Cuando David conoció a Kitty estaba preparado para enamorarse, muy maduro y ansioso de tener un lío sentimental. Quizá todo el problema fuese ése: lo que sintió por ella no fue tanto amor como la simple satisfacción ante la idea de estar enamorado. O quizá no. Nunca llegó a comprender del todo cuáles eran sus sentimientos hacia Kitty. Fue en el verano de 1963 cuando tuvo lugar su romance. Recuerda aquel verano como el último verano de esperanza y optimismo antes de que el largo otoño de caos entrópico y desesperanza filosófica se apoderara de la sociedad occidental. Por aquel entonces era Kennedy el que manejaba las cosas; aunque desde el punto de vista político no le iba demasiado bien, se las arreglaba para dar la impresión de que iba a mejorar las cosas, si no de un modo inmediato, sí al menos en su inevitable segundo período de mandato. Acababan de prohibirse las pruebas nucleares atmosféricas. Se estaba instalando la línea de emergencia entre Washington y Moscú. Bush, el ministro de asuntos exteriores, había anunciado en agosto que el gobierno survietnamita rápidamente iba tomando control de zonas adicionales del campo. Todavía no había llegado a cien el número de norteamericanos muertos en la guerra de Vietnam.
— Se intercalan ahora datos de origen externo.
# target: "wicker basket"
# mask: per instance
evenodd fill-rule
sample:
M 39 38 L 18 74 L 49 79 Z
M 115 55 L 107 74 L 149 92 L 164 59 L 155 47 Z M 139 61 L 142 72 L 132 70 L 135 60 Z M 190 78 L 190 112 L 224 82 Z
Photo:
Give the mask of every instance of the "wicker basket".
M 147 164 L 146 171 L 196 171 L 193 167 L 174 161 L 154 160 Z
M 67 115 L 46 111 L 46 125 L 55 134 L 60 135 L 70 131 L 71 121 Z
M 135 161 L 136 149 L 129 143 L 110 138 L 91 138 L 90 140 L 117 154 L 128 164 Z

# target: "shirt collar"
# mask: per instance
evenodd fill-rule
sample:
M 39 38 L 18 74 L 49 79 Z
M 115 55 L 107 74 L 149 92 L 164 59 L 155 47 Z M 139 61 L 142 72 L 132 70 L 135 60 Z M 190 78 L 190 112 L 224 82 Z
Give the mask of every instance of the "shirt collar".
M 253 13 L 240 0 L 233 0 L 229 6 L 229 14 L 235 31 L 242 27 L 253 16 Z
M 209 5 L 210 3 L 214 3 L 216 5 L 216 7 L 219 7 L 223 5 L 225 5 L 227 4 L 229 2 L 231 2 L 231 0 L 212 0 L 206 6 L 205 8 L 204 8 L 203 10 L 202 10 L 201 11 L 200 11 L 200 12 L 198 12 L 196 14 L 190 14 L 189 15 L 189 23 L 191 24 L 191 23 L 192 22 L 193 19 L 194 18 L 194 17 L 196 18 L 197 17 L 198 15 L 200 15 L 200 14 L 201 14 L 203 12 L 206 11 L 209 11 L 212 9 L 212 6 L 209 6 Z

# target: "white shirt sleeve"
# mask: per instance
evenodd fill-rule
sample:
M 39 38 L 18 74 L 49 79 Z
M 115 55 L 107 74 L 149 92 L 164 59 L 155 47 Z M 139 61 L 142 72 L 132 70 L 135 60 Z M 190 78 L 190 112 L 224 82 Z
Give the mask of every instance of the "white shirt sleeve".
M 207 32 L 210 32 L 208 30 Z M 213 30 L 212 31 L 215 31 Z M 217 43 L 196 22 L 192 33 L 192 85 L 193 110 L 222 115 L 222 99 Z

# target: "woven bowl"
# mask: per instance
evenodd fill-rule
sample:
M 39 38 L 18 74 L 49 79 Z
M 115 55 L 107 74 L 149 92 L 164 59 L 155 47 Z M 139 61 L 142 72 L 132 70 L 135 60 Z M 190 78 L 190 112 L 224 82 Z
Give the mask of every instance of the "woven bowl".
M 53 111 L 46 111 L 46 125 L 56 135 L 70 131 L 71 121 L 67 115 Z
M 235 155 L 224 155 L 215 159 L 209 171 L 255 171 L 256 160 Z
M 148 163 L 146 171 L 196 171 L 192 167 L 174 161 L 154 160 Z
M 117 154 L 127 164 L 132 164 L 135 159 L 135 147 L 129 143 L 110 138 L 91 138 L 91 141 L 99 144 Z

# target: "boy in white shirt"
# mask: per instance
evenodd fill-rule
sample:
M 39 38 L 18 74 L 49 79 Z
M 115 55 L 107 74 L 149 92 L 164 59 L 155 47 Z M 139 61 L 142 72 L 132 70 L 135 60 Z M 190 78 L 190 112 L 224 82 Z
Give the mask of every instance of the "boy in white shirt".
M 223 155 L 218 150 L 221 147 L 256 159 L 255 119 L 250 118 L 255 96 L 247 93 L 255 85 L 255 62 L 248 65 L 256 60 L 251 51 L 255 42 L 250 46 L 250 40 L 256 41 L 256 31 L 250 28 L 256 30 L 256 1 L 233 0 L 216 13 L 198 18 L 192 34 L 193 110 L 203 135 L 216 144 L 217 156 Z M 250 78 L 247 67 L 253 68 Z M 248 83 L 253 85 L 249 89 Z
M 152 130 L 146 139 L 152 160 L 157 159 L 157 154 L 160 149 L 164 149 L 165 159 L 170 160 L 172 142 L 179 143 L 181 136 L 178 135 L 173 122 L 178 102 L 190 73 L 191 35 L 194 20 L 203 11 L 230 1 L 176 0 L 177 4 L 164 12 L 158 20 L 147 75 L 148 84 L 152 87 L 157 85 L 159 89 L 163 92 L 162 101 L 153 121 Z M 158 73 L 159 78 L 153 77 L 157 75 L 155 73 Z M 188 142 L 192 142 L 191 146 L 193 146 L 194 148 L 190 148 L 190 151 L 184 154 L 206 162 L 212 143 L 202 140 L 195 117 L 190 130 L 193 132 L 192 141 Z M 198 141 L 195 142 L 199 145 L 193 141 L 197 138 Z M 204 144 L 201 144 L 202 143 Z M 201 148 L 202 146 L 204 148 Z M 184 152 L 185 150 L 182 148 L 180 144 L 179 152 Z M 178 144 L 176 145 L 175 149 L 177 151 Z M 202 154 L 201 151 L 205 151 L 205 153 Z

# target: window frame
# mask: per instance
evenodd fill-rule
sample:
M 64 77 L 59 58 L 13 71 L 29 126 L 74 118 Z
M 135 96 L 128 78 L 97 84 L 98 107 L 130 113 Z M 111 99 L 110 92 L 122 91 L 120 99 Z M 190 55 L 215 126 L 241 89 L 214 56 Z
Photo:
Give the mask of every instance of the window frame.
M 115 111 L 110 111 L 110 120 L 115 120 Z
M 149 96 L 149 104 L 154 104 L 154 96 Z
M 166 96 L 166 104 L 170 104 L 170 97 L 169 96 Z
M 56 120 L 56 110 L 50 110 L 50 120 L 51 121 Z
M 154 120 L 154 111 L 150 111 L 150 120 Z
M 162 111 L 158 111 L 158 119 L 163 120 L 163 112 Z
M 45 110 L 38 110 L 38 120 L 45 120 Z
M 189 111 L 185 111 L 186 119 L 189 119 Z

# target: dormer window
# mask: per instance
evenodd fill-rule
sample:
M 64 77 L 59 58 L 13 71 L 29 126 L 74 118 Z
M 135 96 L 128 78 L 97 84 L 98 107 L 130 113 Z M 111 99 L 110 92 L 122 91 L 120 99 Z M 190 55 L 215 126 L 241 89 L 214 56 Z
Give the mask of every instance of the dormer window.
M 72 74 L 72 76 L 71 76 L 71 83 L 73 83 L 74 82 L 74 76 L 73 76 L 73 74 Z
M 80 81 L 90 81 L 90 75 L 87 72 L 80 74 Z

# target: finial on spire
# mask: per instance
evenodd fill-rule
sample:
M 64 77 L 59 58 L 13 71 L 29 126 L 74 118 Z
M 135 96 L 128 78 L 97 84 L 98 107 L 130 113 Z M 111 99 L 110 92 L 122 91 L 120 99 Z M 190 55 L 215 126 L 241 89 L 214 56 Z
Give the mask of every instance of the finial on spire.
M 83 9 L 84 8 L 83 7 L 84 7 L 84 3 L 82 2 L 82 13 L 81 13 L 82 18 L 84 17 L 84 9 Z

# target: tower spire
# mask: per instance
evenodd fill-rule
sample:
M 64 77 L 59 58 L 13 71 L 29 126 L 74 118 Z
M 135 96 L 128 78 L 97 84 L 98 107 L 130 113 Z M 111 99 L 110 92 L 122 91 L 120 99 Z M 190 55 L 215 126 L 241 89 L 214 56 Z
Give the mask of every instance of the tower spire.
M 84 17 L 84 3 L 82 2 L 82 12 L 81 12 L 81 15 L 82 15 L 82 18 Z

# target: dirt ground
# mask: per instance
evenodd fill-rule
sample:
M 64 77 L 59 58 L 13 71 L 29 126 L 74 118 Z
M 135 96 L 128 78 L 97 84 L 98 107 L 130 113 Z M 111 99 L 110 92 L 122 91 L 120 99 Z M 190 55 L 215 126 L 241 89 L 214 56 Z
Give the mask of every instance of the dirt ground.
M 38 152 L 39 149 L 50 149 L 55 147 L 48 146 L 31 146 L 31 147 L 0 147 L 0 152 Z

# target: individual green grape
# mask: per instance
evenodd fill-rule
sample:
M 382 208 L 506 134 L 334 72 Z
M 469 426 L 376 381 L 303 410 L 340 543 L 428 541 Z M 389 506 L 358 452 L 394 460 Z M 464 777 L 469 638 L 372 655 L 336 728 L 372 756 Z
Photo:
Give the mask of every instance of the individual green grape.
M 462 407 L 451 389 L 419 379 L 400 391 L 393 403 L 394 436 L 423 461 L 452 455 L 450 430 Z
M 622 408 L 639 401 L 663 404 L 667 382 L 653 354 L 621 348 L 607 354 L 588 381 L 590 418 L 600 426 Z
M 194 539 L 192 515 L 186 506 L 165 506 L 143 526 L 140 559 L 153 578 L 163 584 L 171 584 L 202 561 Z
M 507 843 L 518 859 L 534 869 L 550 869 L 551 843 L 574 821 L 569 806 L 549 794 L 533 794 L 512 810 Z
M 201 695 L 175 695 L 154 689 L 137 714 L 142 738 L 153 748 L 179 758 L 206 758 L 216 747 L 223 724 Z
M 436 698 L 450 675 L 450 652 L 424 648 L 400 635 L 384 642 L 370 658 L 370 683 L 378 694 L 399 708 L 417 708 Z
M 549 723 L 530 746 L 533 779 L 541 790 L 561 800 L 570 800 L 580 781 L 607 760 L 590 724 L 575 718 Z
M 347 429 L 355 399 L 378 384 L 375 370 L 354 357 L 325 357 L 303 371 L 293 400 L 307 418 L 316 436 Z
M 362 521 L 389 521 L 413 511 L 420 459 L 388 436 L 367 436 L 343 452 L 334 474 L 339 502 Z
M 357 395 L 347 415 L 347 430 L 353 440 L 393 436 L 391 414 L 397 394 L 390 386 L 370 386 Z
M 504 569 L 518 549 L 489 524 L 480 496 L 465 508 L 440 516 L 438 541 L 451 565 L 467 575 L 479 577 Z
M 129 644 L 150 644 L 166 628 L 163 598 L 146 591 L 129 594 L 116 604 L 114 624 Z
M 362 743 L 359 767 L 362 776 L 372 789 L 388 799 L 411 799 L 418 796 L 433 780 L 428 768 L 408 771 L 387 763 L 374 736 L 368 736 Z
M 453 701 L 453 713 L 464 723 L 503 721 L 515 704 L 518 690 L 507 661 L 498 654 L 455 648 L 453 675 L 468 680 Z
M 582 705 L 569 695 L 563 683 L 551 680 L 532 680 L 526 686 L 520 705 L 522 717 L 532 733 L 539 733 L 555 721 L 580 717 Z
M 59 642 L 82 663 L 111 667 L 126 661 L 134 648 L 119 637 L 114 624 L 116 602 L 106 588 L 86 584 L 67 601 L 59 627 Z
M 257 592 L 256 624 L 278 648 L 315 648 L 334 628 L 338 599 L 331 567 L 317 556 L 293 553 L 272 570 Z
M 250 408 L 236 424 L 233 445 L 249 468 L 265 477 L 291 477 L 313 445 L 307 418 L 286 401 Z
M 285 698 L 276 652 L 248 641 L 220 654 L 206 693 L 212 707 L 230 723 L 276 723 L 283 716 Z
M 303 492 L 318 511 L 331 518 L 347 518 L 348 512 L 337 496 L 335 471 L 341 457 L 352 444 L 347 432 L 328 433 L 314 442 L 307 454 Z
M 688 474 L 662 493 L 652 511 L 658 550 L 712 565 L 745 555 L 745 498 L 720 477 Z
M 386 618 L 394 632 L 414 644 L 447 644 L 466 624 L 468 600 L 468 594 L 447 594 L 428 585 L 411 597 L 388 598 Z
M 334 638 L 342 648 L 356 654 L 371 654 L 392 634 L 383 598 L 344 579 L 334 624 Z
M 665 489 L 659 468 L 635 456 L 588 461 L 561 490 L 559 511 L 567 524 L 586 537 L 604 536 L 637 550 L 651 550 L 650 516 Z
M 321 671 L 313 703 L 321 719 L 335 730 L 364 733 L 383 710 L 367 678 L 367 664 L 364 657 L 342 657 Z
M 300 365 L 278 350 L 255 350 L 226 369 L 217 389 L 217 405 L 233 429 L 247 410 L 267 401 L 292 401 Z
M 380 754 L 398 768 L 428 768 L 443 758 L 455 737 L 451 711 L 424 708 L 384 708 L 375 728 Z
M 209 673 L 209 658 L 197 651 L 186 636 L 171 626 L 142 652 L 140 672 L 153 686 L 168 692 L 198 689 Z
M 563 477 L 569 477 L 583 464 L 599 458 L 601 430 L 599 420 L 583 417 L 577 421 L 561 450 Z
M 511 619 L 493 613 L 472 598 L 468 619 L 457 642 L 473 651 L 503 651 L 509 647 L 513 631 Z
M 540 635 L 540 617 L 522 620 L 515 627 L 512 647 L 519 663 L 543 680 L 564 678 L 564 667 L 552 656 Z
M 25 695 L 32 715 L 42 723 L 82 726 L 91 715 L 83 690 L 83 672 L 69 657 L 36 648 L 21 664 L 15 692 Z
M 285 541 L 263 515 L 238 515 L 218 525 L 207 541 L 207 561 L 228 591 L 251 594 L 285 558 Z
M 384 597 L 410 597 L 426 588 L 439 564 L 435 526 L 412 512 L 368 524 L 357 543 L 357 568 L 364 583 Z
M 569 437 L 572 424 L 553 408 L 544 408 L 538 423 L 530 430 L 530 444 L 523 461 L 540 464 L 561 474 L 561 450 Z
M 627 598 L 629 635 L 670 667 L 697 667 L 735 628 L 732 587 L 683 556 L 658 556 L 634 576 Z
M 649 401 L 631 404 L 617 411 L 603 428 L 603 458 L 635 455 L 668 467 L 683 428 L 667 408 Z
Selig tenía veintiocho años y se acababa de mudar de su apartamento en Brooklyn Heights a uno más pequeño en la calle Setenta Oeste. Entonces estaba trabajando como corredor de bolsa, la más improbable de todas las cosas a las que se podía haber dedicado. Aquello había sido idea de Tom Nyquist. Después de seis años, Nyquist seguía siendo no sólo su amigo más íntimo, sino posiblemente también el único, pese a que en los últimos dos años su amistad se había debilitado considerablemente. La seguridad casi arrogante en sí mismo de Nyquist molestaba cada vez más a Selig, a quien le parecía conveniente poner distancia, tanto psicológica como geográfica, entre su amigo y él. Melancólicamente, un día Selig le había comentado que si sólo pudiera arreglárselas para juntar un montón de dinero (unos 25.000 dólares, digamos), se iría a una isla lejana y pasaría un par de años escribiendo una novela, un relato especializado sobre el aislamiento en la vida contemporánea, o algo por el estilo. Nunca había escrito nada serio y no estaba seguro de ser sincero diciendo que quería hacerlo. Tenía la secreta esperanza de que Nyquist le diera el dinero, si le daba la gana podía reunir 25.000 dólares con el trabajo de una sola tarde, y le dijera: “Toma, amigo, vete y haz algo creativo”. Pero Nyquist no hacía las cosas de ese modo. En lugar de eso, le dijo que para alguien que no tenía dinero la forma más fácil de ganarlo y mucho en poco tiempo era conseguir un empleo en una firma de corredores de bolsa. Las comisiones serían razonables, lo suficiente para vivir y un poco más, pero el verdadero dinero vendría de seguir las maniobras a los corredores experimentados: las ventas al descubierto, las compras de nuevas emisiones, las tácticas de arbitraje. Si te esmeras lo suficiente, le dijo Nyquist, puedes ganar tanto dinero como quieras. Selig le dijo que no sabía nada sobre Wall Street.